O herbário está sendo feito em parceria com o Centro de Referência em Informação Ambiental (Cria). Além das instituições brasileiras, os projetos têm apoio do Muséum National d’Histoire Naturelle, na França.

No do site, para bons entendedores de francês, estão disponíveis as imagens dos cadernos de Saint-Hilaire, mas outras fontes também preservam o pensamento do pesquisador.
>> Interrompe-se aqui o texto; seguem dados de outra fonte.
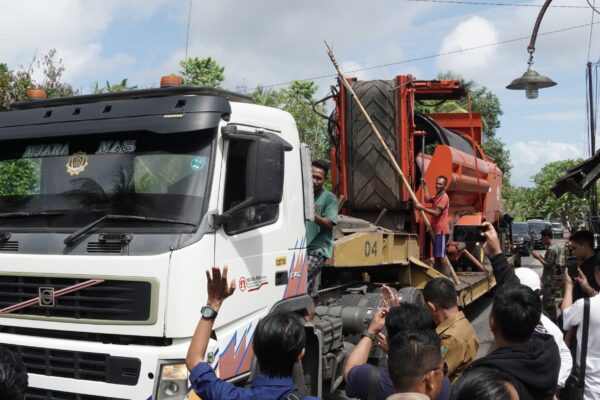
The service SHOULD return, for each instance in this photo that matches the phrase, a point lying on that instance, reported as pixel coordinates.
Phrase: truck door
(251, 239)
Os textos também estão disponíveis traduzidos em publicações das editoras da Livraria Itatiaia e da Universidade de São Paulo.

Coração brasileiro

Sant-Hilaire morreu solteiro, aos 73 anos, na França, considerando o Brasil sua "segunda pátria". Em obra sobre viagem à nascente do Rio São Francisco, desabafou: "Quanto a mim, se vier a saber que meus fracos apelos foram ouvidos, que alguns dos conselhos que dou aqui timidamente produziram frutos, jamais lamentarei ter passado perdido nos sertões, em meio a privações sempre renovadas, os mais belos dias da minha existência. Não lastimarei a perda de minha saúde, pois poderei dizer: paguei a dívida da hospitalidade, e minha passagem pela terra não foi inútil".